35. A method for manufacturing a light-emitting device comprising a light-emitting element, an element electrode, an extending-wiring electrode and a support, the method comprising the steps of:

(i) supporting and securing the light-emitting element by the support in such a form that a principal surface of the support and an active surface of the light-emitting element are flush with each other; and

(ii) forming the extending-wiring electrode such that the extending-wiring electrode makes a surface contact with the element electrode of the light-emitting element,

wherein a dry plating process and a subsequent wet plating process are performed in the step (ii) to form the extending-wiring electrode with a larger thickness than that of the element electrode, and

wherein the forming of the extending-wiring electrode with the larger thickness in the step (ii) is performed such that the formed extending-wiring electrode with the larger thickness extends beyond a periphery of the light-emitting element to the principal surface of the support, wholly covering the active surface of the light-emitting element.
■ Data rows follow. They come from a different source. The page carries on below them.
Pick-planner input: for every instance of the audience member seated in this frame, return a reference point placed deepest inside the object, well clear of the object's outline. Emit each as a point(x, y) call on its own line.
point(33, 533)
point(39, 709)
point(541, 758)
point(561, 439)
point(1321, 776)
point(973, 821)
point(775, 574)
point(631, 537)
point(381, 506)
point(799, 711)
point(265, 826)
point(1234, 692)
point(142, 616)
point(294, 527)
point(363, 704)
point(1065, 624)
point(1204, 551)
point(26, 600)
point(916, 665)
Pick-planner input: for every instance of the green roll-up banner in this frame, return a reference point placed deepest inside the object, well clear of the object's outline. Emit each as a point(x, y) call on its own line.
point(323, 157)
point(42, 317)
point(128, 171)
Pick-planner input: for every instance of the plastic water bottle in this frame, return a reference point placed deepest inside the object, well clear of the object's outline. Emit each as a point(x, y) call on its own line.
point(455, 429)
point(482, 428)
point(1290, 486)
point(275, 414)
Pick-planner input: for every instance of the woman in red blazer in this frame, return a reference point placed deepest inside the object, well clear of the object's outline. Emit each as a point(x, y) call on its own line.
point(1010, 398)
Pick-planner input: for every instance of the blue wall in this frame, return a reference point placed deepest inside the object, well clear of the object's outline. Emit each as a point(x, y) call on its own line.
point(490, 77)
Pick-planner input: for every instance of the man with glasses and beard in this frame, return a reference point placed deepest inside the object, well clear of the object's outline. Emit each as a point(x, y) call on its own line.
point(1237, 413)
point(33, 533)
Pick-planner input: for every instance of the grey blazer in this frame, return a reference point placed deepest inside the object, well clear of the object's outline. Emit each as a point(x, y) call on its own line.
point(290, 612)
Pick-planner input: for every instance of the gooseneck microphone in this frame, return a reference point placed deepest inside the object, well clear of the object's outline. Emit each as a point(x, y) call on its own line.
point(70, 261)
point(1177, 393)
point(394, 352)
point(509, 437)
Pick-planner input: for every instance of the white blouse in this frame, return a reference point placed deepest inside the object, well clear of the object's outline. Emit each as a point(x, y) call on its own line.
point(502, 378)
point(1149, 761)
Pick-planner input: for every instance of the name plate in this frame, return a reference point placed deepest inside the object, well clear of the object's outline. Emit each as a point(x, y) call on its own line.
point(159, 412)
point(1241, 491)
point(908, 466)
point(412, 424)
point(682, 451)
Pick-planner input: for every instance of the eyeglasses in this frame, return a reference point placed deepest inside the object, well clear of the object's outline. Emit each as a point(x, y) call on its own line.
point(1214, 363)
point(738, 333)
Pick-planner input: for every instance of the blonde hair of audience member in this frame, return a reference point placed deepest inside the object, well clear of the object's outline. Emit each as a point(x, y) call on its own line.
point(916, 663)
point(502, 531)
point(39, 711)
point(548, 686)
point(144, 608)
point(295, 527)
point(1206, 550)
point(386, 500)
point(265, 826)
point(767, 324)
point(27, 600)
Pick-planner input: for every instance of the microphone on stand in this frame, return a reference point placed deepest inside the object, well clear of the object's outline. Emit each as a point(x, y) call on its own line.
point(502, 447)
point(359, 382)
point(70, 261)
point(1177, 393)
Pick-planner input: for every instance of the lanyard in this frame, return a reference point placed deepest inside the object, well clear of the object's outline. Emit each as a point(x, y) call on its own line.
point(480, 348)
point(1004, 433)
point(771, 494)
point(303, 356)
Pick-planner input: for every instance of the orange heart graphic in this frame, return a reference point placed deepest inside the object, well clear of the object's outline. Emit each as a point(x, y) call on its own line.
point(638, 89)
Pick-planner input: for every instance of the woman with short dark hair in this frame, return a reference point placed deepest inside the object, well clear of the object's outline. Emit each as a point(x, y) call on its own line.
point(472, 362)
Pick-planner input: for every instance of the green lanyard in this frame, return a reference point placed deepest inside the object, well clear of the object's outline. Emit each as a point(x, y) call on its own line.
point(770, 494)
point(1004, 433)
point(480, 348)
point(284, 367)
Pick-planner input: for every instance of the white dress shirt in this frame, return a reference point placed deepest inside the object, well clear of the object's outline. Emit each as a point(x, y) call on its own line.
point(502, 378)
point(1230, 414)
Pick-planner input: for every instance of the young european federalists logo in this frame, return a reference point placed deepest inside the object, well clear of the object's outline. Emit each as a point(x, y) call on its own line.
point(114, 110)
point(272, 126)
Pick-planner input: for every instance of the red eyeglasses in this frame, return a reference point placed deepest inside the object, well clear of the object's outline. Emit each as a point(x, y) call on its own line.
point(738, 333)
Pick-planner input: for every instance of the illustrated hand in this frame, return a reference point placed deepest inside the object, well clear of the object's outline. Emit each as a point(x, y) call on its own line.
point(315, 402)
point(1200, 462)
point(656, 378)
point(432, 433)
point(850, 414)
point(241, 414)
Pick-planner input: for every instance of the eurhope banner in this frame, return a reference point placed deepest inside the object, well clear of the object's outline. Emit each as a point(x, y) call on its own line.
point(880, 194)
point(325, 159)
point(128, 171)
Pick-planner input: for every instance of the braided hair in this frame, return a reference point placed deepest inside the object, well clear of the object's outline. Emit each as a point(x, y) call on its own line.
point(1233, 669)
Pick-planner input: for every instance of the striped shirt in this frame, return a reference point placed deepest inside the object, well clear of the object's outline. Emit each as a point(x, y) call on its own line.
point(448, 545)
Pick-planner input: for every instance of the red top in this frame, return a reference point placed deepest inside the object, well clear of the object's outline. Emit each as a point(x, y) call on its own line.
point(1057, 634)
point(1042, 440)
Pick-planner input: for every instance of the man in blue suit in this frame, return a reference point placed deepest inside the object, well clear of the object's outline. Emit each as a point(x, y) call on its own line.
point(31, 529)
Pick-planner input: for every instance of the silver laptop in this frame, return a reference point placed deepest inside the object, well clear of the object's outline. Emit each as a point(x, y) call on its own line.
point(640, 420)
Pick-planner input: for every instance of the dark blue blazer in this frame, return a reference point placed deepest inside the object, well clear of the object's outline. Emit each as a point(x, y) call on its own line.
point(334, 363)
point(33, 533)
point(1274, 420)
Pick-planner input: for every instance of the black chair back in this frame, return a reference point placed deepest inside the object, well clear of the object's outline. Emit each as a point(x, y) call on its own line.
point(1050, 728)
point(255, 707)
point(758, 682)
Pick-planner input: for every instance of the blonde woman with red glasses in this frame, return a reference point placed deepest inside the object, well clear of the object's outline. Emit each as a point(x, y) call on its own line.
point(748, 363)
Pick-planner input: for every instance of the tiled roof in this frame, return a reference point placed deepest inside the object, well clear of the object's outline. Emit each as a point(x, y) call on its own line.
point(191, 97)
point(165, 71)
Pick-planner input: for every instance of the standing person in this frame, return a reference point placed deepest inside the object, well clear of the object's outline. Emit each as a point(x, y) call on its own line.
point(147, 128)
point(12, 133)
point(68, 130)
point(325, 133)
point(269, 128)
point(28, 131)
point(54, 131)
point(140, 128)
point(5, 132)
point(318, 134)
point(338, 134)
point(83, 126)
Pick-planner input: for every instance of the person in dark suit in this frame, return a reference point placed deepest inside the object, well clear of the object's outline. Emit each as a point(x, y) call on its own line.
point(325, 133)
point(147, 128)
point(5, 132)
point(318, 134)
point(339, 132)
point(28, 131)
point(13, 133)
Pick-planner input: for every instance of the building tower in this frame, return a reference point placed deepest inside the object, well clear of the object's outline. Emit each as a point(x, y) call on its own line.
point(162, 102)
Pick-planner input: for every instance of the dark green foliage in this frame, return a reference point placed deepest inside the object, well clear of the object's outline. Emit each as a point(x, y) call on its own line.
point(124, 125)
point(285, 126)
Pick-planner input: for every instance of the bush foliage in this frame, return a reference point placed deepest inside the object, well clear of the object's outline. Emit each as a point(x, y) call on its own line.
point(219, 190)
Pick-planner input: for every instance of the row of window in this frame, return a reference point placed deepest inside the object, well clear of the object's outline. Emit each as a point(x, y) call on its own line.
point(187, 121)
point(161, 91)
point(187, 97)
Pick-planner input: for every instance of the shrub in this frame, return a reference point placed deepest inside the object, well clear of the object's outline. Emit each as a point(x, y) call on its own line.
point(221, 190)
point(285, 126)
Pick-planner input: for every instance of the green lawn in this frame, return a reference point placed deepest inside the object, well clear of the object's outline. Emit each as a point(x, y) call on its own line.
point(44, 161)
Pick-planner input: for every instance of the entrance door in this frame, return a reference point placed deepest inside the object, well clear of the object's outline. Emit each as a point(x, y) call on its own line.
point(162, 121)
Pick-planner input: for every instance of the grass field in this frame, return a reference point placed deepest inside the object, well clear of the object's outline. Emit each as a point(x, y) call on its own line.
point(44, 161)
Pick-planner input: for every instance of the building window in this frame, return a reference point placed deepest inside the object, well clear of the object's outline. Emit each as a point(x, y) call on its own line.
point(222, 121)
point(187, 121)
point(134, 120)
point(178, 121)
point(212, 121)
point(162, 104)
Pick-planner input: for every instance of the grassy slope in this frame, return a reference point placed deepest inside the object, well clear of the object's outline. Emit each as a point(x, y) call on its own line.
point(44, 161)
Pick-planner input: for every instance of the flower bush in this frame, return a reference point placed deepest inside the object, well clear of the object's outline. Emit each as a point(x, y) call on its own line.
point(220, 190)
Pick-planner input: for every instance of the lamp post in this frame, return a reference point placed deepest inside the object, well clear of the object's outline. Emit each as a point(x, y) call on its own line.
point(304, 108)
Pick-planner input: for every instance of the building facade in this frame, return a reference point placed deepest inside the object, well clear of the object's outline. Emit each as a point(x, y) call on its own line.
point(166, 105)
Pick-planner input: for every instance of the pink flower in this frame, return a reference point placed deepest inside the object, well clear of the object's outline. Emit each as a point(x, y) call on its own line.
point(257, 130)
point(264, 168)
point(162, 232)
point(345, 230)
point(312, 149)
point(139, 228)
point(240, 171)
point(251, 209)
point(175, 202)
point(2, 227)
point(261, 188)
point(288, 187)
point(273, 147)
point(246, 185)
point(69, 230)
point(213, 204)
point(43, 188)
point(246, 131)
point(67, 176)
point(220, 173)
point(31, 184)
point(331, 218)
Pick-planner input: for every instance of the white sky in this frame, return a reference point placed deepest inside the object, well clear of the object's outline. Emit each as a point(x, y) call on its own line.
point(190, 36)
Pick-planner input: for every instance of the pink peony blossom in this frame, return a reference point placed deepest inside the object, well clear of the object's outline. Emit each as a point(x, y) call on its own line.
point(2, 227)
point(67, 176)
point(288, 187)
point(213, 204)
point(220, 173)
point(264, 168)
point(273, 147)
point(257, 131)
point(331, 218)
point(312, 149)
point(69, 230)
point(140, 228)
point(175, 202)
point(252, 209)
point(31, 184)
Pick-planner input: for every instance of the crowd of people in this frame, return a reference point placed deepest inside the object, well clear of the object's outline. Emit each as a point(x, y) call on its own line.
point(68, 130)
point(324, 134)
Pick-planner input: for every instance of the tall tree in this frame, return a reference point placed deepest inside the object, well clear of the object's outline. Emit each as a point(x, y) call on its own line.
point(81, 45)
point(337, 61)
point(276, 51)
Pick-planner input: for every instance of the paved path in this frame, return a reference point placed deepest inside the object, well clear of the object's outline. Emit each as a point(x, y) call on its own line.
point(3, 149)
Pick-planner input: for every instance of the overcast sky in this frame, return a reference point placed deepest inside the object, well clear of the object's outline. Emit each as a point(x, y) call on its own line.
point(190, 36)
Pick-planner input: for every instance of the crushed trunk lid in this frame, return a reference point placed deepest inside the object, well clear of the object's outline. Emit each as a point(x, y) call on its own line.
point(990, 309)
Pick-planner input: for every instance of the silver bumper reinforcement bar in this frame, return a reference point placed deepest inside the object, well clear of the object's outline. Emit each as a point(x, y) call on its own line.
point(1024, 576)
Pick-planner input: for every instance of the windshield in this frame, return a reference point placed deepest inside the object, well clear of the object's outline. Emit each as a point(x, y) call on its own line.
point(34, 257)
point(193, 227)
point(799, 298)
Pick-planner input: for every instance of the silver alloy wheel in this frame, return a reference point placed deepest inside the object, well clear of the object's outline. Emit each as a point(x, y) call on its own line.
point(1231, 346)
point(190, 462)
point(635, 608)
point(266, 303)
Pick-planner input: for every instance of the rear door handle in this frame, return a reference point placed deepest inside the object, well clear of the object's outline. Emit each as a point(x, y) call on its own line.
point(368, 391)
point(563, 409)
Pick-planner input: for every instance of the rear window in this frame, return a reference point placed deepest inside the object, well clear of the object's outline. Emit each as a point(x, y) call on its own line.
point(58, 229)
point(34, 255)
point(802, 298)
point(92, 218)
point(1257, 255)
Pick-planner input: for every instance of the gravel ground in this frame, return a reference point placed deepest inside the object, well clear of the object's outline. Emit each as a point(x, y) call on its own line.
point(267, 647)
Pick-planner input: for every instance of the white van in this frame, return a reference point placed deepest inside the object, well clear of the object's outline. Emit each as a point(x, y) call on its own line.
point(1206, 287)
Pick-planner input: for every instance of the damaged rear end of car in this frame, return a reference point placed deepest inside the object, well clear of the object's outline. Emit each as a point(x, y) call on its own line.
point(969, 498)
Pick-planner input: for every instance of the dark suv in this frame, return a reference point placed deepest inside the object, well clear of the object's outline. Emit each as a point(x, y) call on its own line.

36. The method according to claim 35, wherein the step (i) comprises the sub-steps of:

(i)′ placing the light-emitting element on an adhesive carrier;

(i)″ forming the support on the adhesive carrier such that the light-emitting element is surrounded by the support, and thereby providing a precursor of the light-emitting device; and

(i)′″ removing the adhesive carrier from the precursor.

37. The method according to claim 36, wherein, as the support, a frame body with a hole therein and a filler member located in the hole are provided on the adhesive carrier, and

wherein the placing of the light-emitting element and the provision of the frame body are performed such that the light-emitting element is positioned within the hole of the frame body, and the filling member is formed in a void space of the hole, the void space being provided as a hole space other than an occupying space of the light-emitting element in the hole.

38. The method according to claim 35, wherein not only the light-emitting element, but also an electronic component for the light-emitting device is supported and secured by the support in the step (i).